Really there was no surprise. Everyone saw this coming. Not because of Sony’s price cut — which turns out to be not much of a price cut at all, once the $500 60-gigabyte PlayStation 3s sell out and all that’s left is the $600 80-gigabyte version. In fact, another analyst, Van Baker with Gartner, said he didn’t see any serious pressure from the marketplace for the Xbox price cut. (He also doesn’t see Microsoft competing with Nintendo for the same set of customers, something other analysts and executives might disagree with.)
No, the reason everyone saw it coming was because, well, we saw it.
“There are people at certain big box retailers that like to leak fliers,” said Pidgeon, referring to the scanned copies of print advertisements from Circuit City and Toys R Us, which appeared at game-enthusiast sites such as Joystiq last month, showing the exact price cuts Microsoft just announced.
I asked Xbox 360 group product manager Aaron Greenberg why, when there was this obvious evidence the cuts were coming, executives decided to stay mum and make the announcement on their own terms. Here’s what he said:
It’s interesting, we’ve had some internal debate here about like how many people really read some of those blogs. I mean while there’s been some fuzzy, camera-phone photos like, we haven’t seen any mainstream media covering it. I think it’s still been pretty much in the speculative space and you know, for us, we know there’s always a risk that when you’re timing with prices like this and you want to have real, serious integration with retail — every major retailer is doing a big Sunday ad — these things are always at risk and we wouldn’t trade the risk of those leaks for not having the retail tie-back, so we felt like we made the right bet there. But still we also don’t want to just take the leaked news and feel like we have to confirm stuff when certain details are there; some of it’s right and some it’s wrong. We want to be able to, as we planned, announce it when we’re ready to.

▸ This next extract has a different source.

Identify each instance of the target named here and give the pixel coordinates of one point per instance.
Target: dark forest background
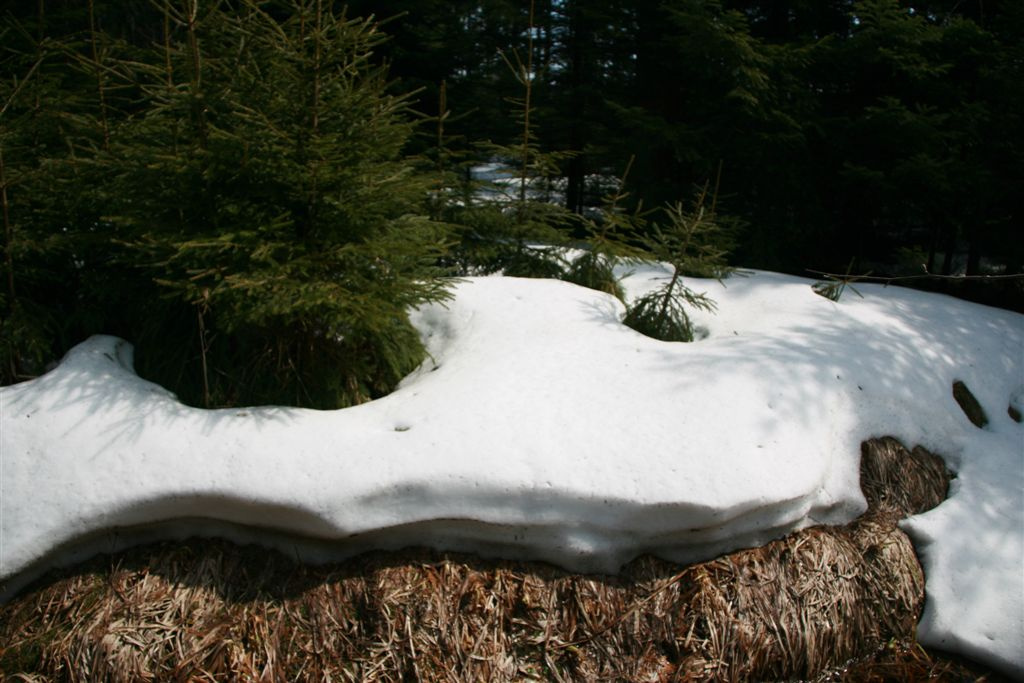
(883, 131)
(236, 169)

Another little detail that came out of Monday’s announcement: the limited edition “Halo 3” version of the Xbox 360, priced at $400, and decked out in green and gold, and, Greenberg said, it will have the same HDMI (high-definition multimedia Interface) connection as the “elite” version, which goes on sale tomorrow for $450. The upside of an HDMI connection is that it is a single cable that carries both HD video and audio signals.